1. The hepatic microsomal 9-hydroxylation of N-2-fluorenylacetamide (2-FAA) is greater in the presence of male, or absence of female, hormones. Thus, 9-hydroxy-2-FAA was the major microsomal metabolite of male rats, which formed 6-fold greater amounts than did female rats. One week after gonadectomy, the amount of 9-hydroxy-2-FAA formed by male rats was decreased by 61%, whereas that formed by female rats was increased 1.4-fold. 2. Treatment of rats with phenobarbital (PB) increased 2- to 3-fold the capacities of hepatic microsomes of both sexes (normal and gonadectomized) for 9-hydroxylation of 2-FAA. 3. Hepatic microsomes of male rats also had greater capacities to form 9-oxo-2-FAA, the metabolite of 9-hydroxy-2-FAA, and 6-hydroxy-2-FAA, a newly identified microsomal metabolite of 2-FAA. These metabolites were also decreased by orchidectomy and induced by PB. 4. 9-Hydroxy-2-FAA was a poor substrate for hepatic microsomal UDP-glucuronyltransferase, and conjugation was not induced by treatment of rats with PB. This indicated retention of 9-hydroxy-2-FAA in the liver and/or further metabolism (e.g. to 9-oxo-2-FAA). 5. The formation of 9-oxo-2-FAA from 2-FAA or 9-hydroxy-2-FAA was increased (1.5-fold) two weeks after treatment of male rats with a single i.p. dose of diethylnitrosamine (200 mg/kg), an initiator of hepatocarcinogenesis. 6. Based on the data we suggest that 9-oxidized metabolites of 2-FAA, the preferential formation of which coincides with the susceptibility of the rat to hepatocarcinogenesis, are promoters.

Sex hormone-mediated effects on the phase I and phase II metabolism of N-2-fluorenylacetamide. Modulation of 9-hydroxylation.

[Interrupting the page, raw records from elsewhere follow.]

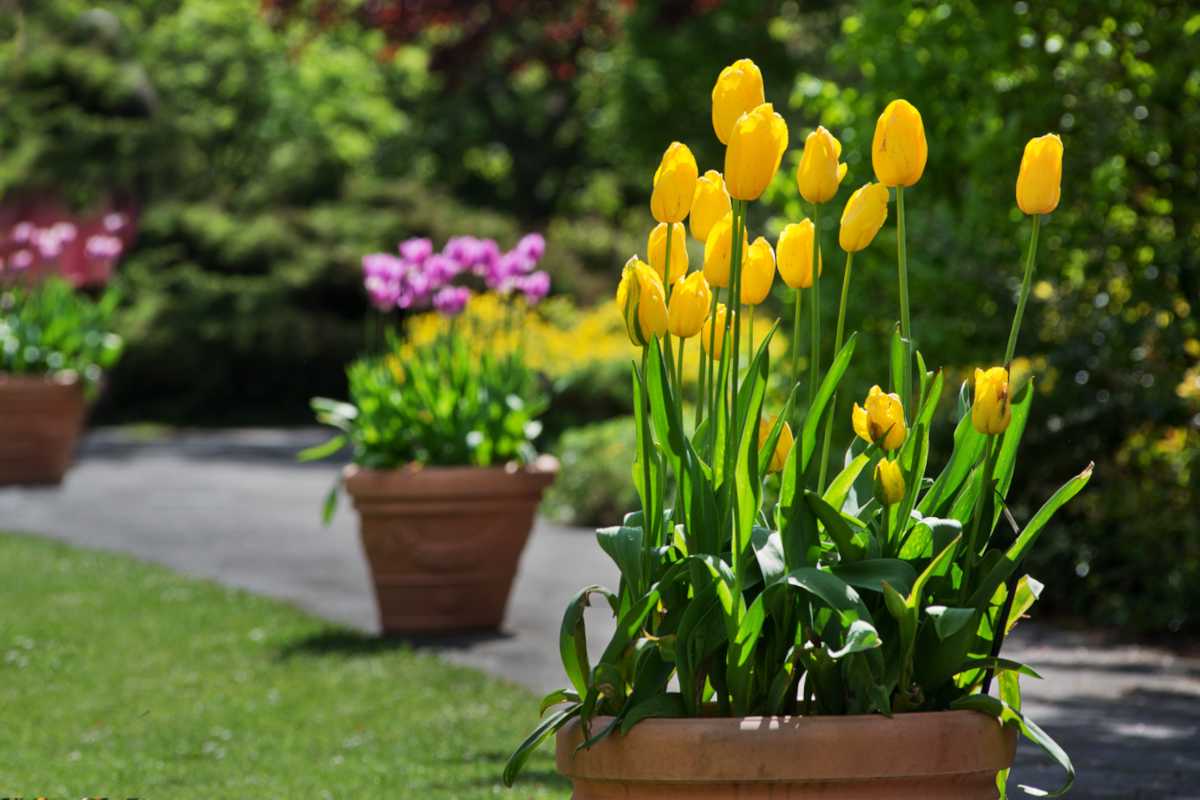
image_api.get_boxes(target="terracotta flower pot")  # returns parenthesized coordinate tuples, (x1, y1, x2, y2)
(343, 456, 558, 635)
(0, 374, 87, 486)
(556, 710, 1017, 799)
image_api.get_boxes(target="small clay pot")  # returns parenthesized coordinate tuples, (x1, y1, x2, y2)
(343, 456, 558, 635)
(0, 374, 87, 486)
(557, 710, 1017, 799)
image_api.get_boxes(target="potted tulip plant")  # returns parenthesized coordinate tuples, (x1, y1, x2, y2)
(0, 214, 128, 485)
(505, 58, 1083, 798)
(305, 233, 558, 635)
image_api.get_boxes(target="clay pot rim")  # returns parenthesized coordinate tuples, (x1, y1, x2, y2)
(557, 709, 1016, 783)
(344, 453, 559, 481)
(0, 371, 82, 389)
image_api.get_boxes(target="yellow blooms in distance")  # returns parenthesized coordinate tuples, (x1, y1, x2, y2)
(740, 236, 776, 305)
(796, 126, 848, 204)
(874, 458, 905, 506)
(972, 367, 1013, 435)
(651, 142, 699, 224)
(839, 183, 890, 253)
(647, 222, 688, 284)
(725, 103, 789, 201)
(668, 271, 712, 339)
(702, 211, 748, 289)
(690, 170, 731, 243)
(852, 385, 907, 451)
(1016, 133, 1064, 216)
(616, 256, 667, 347)
(776, 219, 821, 289)
(759, 414, 794, 474)
(872, 99, 927, 188)
(711, 58, 765, 145)
(701, 303, 734, 361)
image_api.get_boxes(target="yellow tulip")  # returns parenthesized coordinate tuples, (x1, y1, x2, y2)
(668, 271, 712, 339)
(871, 99, 927, 188)
(651, 142, 699, 224)
(972, 367, 1012, 435)
(740, 236, 776, 305)
(776, 220, 822, 289)
(839, 183, 890, 252)
(1016, 134, 1063, 216)
(647, 222, 688, 284)
(615, 256, 668, 347)
(724, 103, 789, 201)
(701, 303, 734, 361)
(711, 58, 765, 145)
(874, 458, 905, 506)
(690, 170, 732, 243)
(759, 414, 794, 474)
(702, 211, 748, 289)
(852, 385, 907, 451)
(796, 126, 848, 204)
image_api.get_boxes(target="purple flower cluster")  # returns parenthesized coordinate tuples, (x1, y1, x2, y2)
(361, 232, 551, 317)
(1, 212, 131, 287)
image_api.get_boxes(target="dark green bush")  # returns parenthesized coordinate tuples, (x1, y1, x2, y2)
(541, 416, 639, 529)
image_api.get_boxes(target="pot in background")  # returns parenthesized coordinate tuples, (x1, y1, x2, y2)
(556, 710, 1016, 799)
(0, 374, 87, 486)
(343, 455, 558, 635)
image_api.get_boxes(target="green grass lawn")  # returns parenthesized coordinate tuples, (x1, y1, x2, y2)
(0, 532, 568, 799)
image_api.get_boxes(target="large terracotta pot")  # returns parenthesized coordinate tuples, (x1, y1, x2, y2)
(0, 374, 87, 486)
(343, 456, 557, 635)
(556, 710, 1017, 799)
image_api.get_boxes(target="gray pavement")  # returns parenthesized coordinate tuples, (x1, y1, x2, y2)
(1, 428, 1198, 798)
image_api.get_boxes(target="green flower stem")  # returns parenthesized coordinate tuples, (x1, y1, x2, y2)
(817, 250, 855, 492)
(960, 437, 998, 602)
(896, 186, 913, 411)
(747, 309, 755, 366)
(808, 203, 822, 408)
(791, 287, 803, 392)
(696, 292, 718, 429)
(1004, 214, 1042, 365)
(676, 335, 686, 404)
(662, 223, 677, 392)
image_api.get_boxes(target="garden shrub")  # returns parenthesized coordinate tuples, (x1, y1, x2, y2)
(541, 416, 639, 529)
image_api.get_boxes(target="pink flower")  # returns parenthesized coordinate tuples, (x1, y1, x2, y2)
(11, 249, 35, 271)
(516, 232, 545, 262)
(433, 286, 470, 317)
(103, 213, 127, 233)
(11, 222, 34, 244)
(517, 270, 551, 305)
(85, 234, 123, 261)
(399, 237, 433, 264)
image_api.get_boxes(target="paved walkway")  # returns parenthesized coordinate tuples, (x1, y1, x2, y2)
(2, 429, 1198, 798)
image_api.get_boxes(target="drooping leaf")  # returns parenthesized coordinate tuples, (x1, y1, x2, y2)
(951, 694, 1075, 797)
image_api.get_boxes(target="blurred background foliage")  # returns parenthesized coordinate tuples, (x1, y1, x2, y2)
(0, 0, 1196, 635)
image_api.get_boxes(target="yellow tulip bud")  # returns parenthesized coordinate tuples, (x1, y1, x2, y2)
(647, 222, 688, 284)
(759, 414, 794, 474)
(668, 271, 712, 339)
(690, 170, 732, 243)
(874, 458, 905, 506)
(702, 211, 748, 289)
(852, 385, 907, 451)
(796, 126, 848, 204)
(740, 236, 776, 306)
(615, 256, 668, 347)
(1016, 134, 1063, 216)
(972, 367, 1012, 435)
(651, 142, 699, 224)
(776, 220, 822, 289)
(724, 102, 789, 201)
(871, 99, 927, 188)
(701, 303, 734, 361)
(838, 183, 890, 253)
(711, 58, 765, 145)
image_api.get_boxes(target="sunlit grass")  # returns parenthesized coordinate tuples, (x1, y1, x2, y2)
(0, 532, 567, 799)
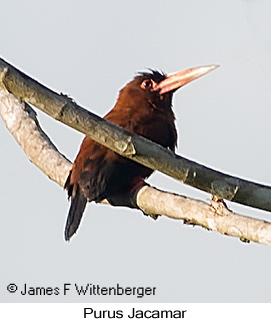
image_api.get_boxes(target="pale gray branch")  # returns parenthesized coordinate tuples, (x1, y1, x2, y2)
(1, 57, 271, 213)
(1, 87, 271, 245)
(137, 186, 271, 246)
(0, 87, 71, 187)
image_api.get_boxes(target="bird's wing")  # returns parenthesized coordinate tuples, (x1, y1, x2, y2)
(66, 136, 119, 202)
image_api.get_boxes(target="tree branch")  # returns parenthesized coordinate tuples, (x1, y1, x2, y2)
(1, 58, 271, 213)
(137, 186, 271, 245)
(1, 57, 271, 245)
(0, 87, 71, 187)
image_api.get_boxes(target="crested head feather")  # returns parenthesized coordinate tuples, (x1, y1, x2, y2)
(136, 69, 167, 83)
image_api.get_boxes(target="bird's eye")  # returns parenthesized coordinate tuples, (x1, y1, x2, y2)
(140, 79, 154, 90)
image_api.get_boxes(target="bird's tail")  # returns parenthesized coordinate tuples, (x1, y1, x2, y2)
(64, 188, 87, 241)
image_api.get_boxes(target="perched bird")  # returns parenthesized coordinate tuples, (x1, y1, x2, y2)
(64, 65, 218, 240)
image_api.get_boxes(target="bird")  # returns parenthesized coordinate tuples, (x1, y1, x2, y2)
(64, 65, 218, 240)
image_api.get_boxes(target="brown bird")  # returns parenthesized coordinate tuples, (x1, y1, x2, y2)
(64, 65, 218, 240)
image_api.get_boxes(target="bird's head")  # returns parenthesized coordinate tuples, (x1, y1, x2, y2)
(116, 65, 219, 113)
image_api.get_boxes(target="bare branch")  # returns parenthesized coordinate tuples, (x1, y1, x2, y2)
(0, 87, 71, 187)
(1, 58, 271, 245)
(1, 88, 271, 245)
(1, 58, 271, 213)
(137, 186, 271, 246)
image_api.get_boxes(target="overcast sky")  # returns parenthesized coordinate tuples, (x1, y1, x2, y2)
(1, 0, 271, 302)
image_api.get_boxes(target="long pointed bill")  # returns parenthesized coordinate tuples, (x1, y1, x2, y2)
(155, 65, 219, 95)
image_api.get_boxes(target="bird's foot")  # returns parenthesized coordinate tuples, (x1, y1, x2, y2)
(107, 179, 148, 209)
(130, 177, 147, 194)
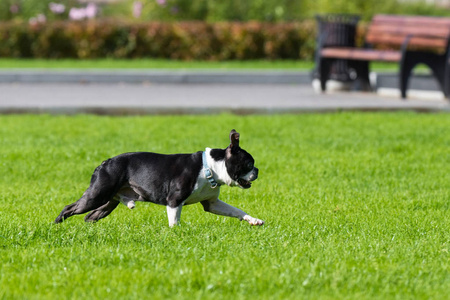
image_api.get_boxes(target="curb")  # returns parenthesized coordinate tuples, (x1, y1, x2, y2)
(0, 69, 311, 85)
(2, 106, 448, 115)
(0, 69, 444, 93)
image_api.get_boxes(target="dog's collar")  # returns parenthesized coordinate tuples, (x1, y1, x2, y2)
(202, 151, 220, 189)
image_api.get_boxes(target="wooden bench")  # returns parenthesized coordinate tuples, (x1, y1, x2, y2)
(316, 14, 450, 98)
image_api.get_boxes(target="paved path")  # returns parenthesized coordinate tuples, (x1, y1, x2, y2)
(0, 82, 449, 114)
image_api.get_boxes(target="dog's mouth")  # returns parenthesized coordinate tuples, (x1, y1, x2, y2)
(237, 178, 253, 189)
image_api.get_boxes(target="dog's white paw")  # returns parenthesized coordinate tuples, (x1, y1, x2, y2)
(127, 201, 135, 209)
(243, 215, 265, 226)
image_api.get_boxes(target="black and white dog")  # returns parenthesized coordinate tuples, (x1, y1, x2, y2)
(55, 129, 264, 227)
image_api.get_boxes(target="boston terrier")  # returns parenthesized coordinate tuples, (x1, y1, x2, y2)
(54, 129, 264, 227)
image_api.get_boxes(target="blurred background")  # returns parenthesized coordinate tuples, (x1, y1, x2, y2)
(1, 0, 450, 61)
(2, 0, 450, 22)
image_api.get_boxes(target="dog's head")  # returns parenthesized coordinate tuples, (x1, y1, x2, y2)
(223, 129, 258, 189)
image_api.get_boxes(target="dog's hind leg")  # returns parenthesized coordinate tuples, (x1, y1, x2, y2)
(54, 191, 112, 223)
(54, 202, 78, 223)
(54, 159, 125, 224)
(84, 200, 120, 222)
(54, 182, 122, 223)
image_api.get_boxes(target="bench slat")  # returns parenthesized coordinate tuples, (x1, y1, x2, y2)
(321, 47, 402, 62)
(368, 24, 450, 39)
(364, 15, 450, 48)
(366, 34, 448, 48)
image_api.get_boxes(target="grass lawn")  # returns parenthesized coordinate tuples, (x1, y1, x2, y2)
(0, 113, 449, 299)
(0, 58, 314, 70)
(0, 58, 399, 71)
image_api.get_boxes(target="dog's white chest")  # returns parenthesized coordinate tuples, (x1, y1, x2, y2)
(184, 176, 220, 205)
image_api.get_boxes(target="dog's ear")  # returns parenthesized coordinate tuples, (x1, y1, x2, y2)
(229, 129, 240, 149)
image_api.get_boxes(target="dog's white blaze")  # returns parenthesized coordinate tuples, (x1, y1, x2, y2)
(204, 148, 236, 186)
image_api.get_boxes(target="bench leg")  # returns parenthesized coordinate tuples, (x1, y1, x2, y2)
(426, 54, 448, 98)
(444, 61, 450, 99)
(443, 43, 450, 99)
(417, 52, 446, 98)
(352, 61, 371, 91)
(319, 58, 332, 92)
(401, 51, 446, 99)
(430, 59, 446, 98)
(399, 55, 415, 99)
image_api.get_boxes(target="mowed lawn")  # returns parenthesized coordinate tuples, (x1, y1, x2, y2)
(0, 113, 449, 299)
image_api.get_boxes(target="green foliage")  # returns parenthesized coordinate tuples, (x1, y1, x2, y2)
(307, 0, 450, 20)
(0, 20, 316, 60)
(306, 0, 397, 20)
(138, 0, 450, 21)
(2, 0, 450, 22)
(0, 113, 449, 299)
(2, 0, 80, 22)
(2, 0, 306, 22)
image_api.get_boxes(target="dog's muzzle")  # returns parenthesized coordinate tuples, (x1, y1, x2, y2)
(238, 168, 258, 189)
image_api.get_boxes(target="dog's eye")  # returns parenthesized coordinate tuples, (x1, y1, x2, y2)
(247, 162, 254, 169)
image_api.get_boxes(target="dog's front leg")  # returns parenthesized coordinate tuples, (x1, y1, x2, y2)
(166, 204, 182, 227)
(201, 199, 264, 226)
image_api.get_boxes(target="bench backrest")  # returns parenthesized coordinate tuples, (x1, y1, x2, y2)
(366, 14, 450, 49)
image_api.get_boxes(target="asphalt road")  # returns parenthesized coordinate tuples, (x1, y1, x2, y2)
(1, 82, 449, 114)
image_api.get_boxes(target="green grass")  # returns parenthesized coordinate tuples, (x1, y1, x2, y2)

Sex differences in the phase I (cytochrome P-450-catalyzed hydroxylations) and phase II (conjugations) metabolism of N-2-fluorenylacetamide (2-FAA) by the livers of 50-day-old Sprague-Dawley rats and effects of gonadectomy were determined. The higher level (1.4 times) of cytochrome P-450 in the microsomes of male rats correlated with their 8 and 1.3 times greater capacities to form 9-hydroxy(OH)-2-FAA and 7-OH-2-FAA respectively. One week after gonadectomy, the formation of 9-OH-2-FAA, the major metabolite in the male, was decreased by 70%, whereas in the female it was increased 1.3 times. Treatment of male rats with beta-naphthoflavone (beta-NF) increased the formation of phenolic metabolites and N-OH-2-FAA, but decreased that of 9-OH-2-FAA. The amounts of 9-OH-2-FAA were increased, however, in beta-NF-treated female and gonadectomized male rats. These sex hormone- and beta-NF-mediated differences in the extent of 9-hydroxylation of 2-FAA are discussed in relation to the fluctuations in the levels of specific cytochrome P-450 isozymes. In contrast to the phenolic metabolites and N-OH-2-FAA, 9-OH-2-FAA was a poor substrate for UDP-glucuronyltransferase; this conjugation was not induced by treatment of male rats with beta-NF. Hence, in the presence of male hormones, relatively large amounts of 9-OH-2-FAA were formed and possibly retained in the liver. A role of this alcohol as a potential promoter in hepatocarcinogenesis by 2-FAA is suggested.